The TSX tried in 1987 to push Canada into the modern era by requiring all newly listed companies to effectively attach protections, known as "coattail provisions," to multiple-voting shares. These provisions ensured that all classes of shareholders would receive equal terms and compensation when control of public companies changed hands.

There was, however, a footnote to the TSX's blueprint: All companies with dual-class shares in 1987 were exempted from the obligation to protect shareholders with coattail provisions. In other words, investors in dozens of companies continued to face the risk that they would be treated as second-class citizens when controlling shareholders were bought out.

More than two decades and several takeovers and corporate bankruptcies later, about a dozen grandfathered companies remain on the TSX, experts say. The group includes Power Corp., Rogers Communications Inc., Astral Media Inc. and Shaw Communications Inc. (A spokeswoman for the TSX said the exchange does not keep track of how many grandfathered companies remain.)

In recent years, shareholders have balked at a number of special deals for owners of multiple-voting stock. In 2006, the Waters family faced shareholder complaints after it demanded a richer premium for its voting stake in CHUM Ltd. The deal, which was approved despite the complaints, saw acquirer Bell Globemedia pay a 12-per-cent premium for each of the Waters' family's voting shares.

Now that Mr. Stronach has entered the record books by landing such a huge premium for his stake in Magna, investors fear that other multiple-voting share owners will be tempted to seek similar payouts.

Ermanno Pascutto, executive director of the Canadian Foundation for Advancement of Investor Rights (FAIR), which filed a complaint to the OSC about the proposed Magna deal, said the transaction makes "a  mockery of corporate governance in this country." He said FAIR has asked provincial securities regulators across Canada to review whether dual-class shares should be allowed to continue.

"If dual-class shares are going to be used to abuse public shareholders, then we have to revisit whether we permit these shares any longer," Mr. Pascutto said.

Foreign investors tend to steer away from Canadian companies with dual-class shares, a legacy that John Coffee, of Columbia University's law school in New York, warns could handicap Canada's capital markets.

"It is not a way to encourage economic growth," Mr. Coffee said. "Over the long run, dual-class capitalization at least chills the ability of companies to raise capital at the lowest cost."

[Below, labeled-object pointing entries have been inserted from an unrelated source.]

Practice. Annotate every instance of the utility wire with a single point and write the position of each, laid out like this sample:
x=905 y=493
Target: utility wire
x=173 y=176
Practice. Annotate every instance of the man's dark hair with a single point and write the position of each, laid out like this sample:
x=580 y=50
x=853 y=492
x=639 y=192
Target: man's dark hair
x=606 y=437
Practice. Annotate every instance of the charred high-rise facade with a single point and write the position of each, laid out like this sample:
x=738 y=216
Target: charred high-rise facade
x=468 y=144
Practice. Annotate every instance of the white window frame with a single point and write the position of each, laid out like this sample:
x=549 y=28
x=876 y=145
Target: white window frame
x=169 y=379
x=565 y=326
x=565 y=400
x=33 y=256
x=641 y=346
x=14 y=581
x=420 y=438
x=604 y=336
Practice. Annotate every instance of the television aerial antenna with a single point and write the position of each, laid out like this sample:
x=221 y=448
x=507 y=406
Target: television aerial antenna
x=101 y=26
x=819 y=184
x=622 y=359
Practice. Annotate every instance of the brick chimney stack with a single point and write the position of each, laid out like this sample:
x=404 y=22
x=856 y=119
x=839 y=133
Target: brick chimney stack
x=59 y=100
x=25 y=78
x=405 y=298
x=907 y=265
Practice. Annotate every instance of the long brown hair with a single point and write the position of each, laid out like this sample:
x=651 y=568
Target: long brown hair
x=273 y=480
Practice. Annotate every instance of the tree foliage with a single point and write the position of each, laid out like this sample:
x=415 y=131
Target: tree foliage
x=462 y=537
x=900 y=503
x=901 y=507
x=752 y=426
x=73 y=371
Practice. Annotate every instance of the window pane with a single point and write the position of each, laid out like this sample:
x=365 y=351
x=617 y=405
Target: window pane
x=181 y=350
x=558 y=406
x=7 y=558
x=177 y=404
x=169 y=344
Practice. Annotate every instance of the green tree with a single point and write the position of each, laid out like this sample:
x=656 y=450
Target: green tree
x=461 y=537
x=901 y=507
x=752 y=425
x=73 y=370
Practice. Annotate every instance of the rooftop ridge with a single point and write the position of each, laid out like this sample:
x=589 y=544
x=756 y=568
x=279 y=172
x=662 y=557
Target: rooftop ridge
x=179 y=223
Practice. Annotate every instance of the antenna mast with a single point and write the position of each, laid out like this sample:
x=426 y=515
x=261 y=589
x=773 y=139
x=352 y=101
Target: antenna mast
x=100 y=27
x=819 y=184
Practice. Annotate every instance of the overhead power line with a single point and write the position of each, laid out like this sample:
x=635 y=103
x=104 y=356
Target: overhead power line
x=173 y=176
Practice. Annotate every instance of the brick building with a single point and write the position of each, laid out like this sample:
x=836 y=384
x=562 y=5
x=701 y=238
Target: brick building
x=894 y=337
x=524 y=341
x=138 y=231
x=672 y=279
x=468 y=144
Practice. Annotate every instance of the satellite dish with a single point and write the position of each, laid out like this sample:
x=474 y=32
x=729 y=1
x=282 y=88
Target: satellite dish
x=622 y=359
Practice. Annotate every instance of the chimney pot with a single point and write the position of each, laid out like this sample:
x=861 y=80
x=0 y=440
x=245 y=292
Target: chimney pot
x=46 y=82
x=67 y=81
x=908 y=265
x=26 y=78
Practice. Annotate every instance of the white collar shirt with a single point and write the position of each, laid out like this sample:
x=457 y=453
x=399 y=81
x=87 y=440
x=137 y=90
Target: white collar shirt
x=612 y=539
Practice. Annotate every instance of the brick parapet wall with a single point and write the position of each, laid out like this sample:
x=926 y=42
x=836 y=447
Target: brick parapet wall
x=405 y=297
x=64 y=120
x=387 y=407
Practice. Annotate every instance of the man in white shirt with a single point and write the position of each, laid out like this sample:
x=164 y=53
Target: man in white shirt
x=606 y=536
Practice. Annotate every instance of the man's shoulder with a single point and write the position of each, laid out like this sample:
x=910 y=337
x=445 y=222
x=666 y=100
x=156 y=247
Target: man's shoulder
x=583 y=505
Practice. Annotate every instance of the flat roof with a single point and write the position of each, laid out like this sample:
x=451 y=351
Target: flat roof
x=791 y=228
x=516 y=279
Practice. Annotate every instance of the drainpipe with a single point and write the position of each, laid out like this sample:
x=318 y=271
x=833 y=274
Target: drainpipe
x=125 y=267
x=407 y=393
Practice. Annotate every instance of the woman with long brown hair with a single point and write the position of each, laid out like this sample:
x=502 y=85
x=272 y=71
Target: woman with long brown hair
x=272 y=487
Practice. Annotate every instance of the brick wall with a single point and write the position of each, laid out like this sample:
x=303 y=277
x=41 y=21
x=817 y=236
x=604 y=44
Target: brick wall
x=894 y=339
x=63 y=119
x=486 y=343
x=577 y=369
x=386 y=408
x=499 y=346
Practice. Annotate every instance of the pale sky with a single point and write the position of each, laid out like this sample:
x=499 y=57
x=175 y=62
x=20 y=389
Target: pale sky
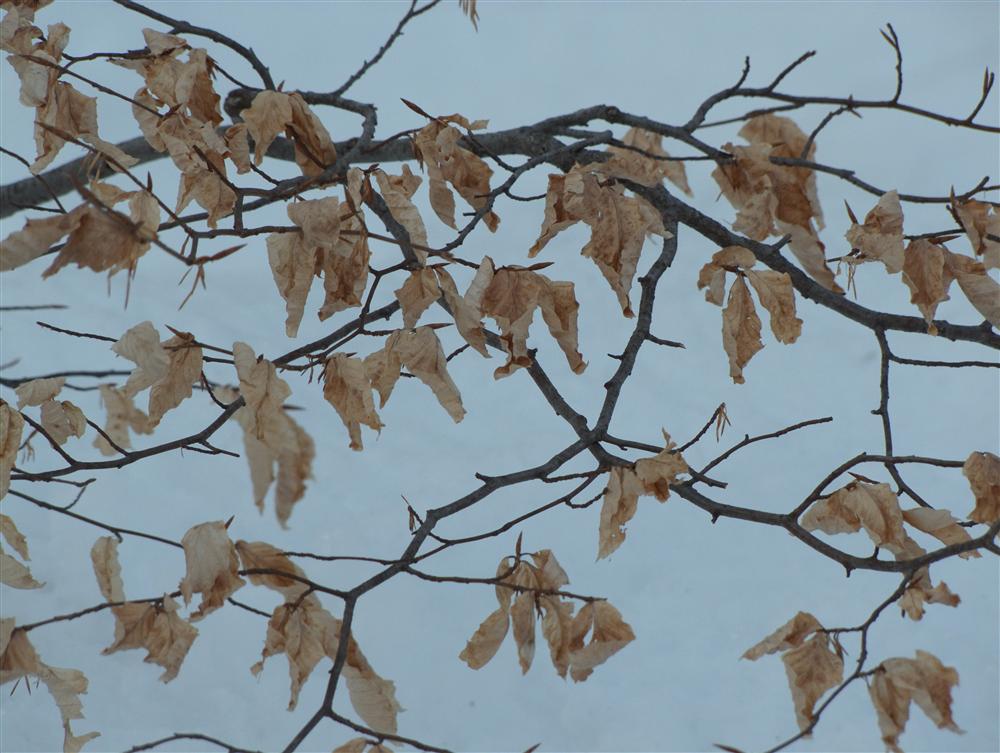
x=697 y=595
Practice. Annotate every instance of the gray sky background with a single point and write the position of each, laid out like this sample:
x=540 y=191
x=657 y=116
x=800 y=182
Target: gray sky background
x=697 y=595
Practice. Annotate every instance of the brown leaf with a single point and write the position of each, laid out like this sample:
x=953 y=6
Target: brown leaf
x=740 y=329
x=609 y=634
x=812 y=670
x=941 y=525
x=11 y=426
x=982 y=469
x=880 y=238
x=259 y=555
x=874 y=507
x=419 y=350
x=346 y=388
x=157 y=628
x=790 y=635
x=212 y=565
x=104 y=558
x=38 y=391
x=899 y=681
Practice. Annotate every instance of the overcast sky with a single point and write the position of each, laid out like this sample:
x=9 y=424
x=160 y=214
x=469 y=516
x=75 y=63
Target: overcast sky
x=697 y=595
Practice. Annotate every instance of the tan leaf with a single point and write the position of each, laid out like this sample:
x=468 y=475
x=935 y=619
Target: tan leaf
x=419 y=350
x=740 y=329
x=609 y=634
x=104 y=558
x=141 y=345
x=436 y=146
x=122 y=416
x=259 y=555
x=927 y=276
x=61 y=419
x=619 y=225
x=812 y=669
x=982 y=469
x=268 y=115
x=775 y=292
x=621 y=499
x=11 y=426
x=417 y=294
x=658 y=472
x=38 y=391
x=874 y=507
x=982 y=290
x=468 y=320
x=941 y=525
x=301 y=633
x=485 y=642
x=293 y=265
x=19 y=659
x=157 y=628
x=314 y=149
x=899 y=681
x=881 y=236
x=35 y=239
x=16 y=575
x=345 y=269
x=397 y=190
x=790 y=635
x=212 y=565
x=13 y=537
x=346 y=388
x=372 y=696
x=640 y=168
x=980 y=219
x=183 y=370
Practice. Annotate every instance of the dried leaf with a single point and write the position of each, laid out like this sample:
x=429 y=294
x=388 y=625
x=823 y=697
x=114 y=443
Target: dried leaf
x=874 y=507
x=982 y=469
x=881 y=236
x=157 y=628
x=812 y=669
x=104 y=557
x=346 y=388
x=38 y=391
x=941 y=525
x=419 y=350
x=212 y=566
x=790 y=635
x=609 y=634
x=740 y=329
x=11 y=426
x=899 y=681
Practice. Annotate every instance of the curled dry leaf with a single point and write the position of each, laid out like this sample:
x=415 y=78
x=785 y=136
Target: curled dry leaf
x=619 y=225
x=419 y=350
x=212 y=566
x=38 y=391
x=740 y=329
x=259 y=555
x=648 y=476
x=107 y=570
x=157 y=628
x=899 y=681
x=18 y=658
x=982 y=469
x=347 y=389
x=11 y=426
x=510 y=295
x=880 y=238
x=436 y=147
x=874 y=507
x=980 y=220
x=122 y=416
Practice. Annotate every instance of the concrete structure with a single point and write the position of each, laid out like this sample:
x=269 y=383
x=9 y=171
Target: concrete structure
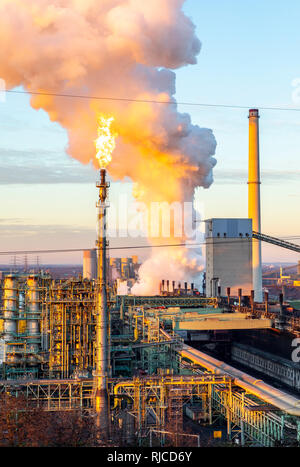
x=228 y=256
x=254 y=201
x=90 y=264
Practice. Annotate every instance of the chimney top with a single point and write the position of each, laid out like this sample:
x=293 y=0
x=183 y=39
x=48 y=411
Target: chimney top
x=253 y=113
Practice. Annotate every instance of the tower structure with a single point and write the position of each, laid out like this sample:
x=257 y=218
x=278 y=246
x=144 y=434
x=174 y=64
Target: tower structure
x=102 y=332
x=254 y=201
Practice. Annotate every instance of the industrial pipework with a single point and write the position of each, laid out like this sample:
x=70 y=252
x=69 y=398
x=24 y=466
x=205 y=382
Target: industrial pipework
x=101 y=366
x=254 y=201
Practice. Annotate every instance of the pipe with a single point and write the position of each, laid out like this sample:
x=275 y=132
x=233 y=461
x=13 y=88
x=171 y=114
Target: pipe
x=254 y=200
x=273 y=396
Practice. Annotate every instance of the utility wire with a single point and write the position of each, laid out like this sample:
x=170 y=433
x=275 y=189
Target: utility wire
x=146 y=101
x=130 y=247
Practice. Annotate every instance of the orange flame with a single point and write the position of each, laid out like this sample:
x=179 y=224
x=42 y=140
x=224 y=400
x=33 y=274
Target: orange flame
x=105 y=143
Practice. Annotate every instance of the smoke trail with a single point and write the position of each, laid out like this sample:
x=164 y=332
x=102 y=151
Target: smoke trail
x=120 y=48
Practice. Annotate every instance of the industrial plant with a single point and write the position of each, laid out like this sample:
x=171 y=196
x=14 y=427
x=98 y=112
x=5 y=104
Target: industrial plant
x=202 y=366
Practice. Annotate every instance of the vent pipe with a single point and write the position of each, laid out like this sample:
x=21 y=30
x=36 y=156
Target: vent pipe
x=254 y=201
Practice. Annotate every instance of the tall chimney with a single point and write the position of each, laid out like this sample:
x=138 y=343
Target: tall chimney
x=102 y=331
x=254 y=201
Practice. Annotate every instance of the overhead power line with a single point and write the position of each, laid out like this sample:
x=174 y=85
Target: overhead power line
x=129 y=247
x=149 y=101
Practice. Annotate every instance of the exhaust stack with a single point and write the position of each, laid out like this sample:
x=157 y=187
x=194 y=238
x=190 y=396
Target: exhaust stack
x=254 y=201
x=102 y=357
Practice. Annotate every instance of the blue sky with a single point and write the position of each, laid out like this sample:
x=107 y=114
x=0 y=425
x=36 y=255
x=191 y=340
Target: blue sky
x=249 y=58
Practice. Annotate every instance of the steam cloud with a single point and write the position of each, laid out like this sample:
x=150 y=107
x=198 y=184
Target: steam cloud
x=124 y=49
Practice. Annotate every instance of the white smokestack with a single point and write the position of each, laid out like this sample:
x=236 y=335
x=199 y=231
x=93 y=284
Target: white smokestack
x=254 y=200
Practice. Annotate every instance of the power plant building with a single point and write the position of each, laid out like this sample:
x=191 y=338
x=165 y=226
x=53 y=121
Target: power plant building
x=228 y=256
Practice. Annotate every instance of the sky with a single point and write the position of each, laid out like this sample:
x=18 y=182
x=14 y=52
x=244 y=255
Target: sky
x=249 y=58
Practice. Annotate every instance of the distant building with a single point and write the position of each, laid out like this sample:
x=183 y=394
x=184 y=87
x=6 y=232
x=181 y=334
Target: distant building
x=228 y=256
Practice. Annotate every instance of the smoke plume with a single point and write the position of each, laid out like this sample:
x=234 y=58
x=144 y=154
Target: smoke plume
x=124 y=49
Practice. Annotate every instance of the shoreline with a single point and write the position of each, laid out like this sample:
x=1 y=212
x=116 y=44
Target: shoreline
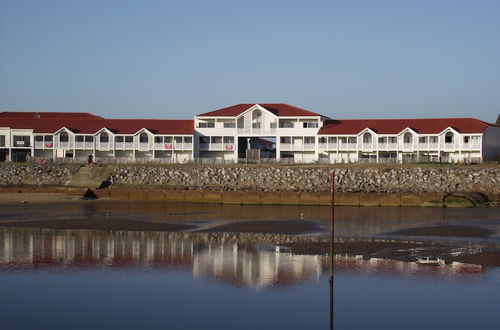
x=466 y=199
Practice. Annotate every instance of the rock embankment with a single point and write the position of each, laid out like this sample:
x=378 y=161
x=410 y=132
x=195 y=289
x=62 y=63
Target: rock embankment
x=47 y=174
x=393 y=179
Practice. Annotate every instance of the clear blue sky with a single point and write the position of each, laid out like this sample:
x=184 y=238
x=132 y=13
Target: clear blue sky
x=174 y=59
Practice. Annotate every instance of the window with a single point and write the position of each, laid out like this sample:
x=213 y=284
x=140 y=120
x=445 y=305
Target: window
x=309 y=140
x=367 y=138
x=286 y=124
x=206 y=124
x=310 y=124
x=407 y=138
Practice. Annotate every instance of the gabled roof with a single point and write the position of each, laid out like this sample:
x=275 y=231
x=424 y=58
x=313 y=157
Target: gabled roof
x=83 y=126
x=395 y=126
x=52 y=115
x=278 y=109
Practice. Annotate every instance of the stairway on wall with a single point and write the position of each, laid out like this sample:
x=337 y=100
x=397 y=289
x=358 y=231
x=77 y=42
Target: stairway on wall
x=90 y=176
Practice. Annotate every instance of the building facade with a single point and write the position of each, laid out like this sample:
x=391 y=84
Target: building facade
x=246 y=132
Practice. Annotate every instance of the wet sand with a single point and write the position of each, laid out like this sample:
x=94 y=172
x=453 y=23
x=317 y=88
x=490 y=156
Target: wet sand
x=35 y=198
x=446 y=231
x=402 y=251
x=99 y=225
x=291 y=227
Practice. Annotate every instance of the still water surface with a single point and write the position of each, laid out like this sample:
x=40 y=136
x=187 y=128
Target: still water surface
x=84 y=279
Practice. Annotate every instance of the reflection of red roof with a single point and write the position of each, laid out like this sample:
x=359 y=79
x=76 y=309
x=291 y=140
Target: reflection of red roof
x=264 y=141
x=395 y=126
x=278 y=109
x=67 y=115
x=91 y=126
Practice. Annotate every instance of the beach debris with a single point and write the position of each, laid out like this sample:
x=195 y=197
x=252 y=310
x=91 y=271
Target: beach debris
x=431 y=261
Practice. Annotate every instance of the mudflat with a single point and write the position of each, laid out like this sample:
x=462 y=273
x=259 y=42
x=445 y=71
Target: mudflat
x=98 y=224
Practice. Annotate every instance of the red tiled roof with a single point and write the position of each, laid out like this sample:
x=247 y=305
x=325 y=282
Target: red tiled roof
x=52 y=115
x=395 y=126
x=83 y=126
x=279 y=109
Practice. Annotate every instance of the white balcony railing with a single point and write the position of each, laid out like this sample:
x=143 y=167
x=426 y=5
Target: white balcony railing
x=84 y=145
x=64 y=145
x=124 y=145
x=104 y=146
x=256 y=130
x=309 y=146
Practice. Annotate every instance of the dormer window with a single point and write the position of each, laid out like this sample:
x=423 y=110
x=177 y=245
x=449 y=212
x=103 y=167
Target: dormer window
x=202 y=124
x=310 y=124
x=286 y=124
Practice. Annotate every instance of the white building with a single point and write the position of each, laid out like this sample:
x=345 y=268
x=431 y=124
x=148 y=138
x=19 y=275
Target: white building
x=246 y=132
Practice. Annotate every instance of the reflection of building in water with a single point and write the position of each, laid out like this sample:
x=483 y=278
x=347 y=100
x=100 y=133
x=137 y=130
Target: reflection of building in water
x=245 y=264
x=254 y=266
x=376 y=265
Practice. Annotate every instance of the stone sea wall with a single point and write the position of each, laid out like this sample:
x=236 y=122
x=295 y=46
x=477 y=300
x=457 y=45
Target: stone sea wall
x=47 y=174
x=310 y=178
x=390 y=179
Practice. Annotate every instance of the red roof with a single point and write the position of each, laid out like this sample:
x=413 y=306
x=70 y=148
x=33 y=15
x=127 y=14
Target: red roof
x=395 y=126
x=67 y=115
x=279 y=109
x=83 y=126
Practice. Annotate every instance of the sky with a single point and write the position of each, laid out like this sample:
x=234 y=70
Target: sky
x=174 y=59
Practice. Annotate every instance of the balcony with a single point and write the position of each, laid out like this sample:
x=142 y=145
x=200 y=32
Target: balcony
x=84 y=145
x=471 y=146
x=297 y=147
x=408 y=146
x=250 y=130
x=104 y=146
x=44 y=145
x=64 y=145
x=143 y=146
x=309 y=146
x=448 y=146
x=124 y=145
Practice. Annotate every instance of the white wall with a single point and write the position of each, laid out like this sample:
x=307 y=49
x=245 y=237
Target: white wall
x=491 y=144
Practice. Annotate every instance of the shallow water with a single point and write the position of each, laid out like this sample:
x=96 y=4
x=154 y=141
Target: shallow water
x=89 y=279
x=81 y=279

The OSC's hearing into the Magna arrangement is expected to be completed within two days. The commission has the power to overturn the deal with Mr. Stronach. But early indications that a majority of Magna shareholders favour a deal that would eliminate Mr. Stronach's control might make such a reversal challenging.

Instead, some observers said, the regulator may demand that the June 28 shareholder vote on the deal be delayed, and that the company and its board give investors more information.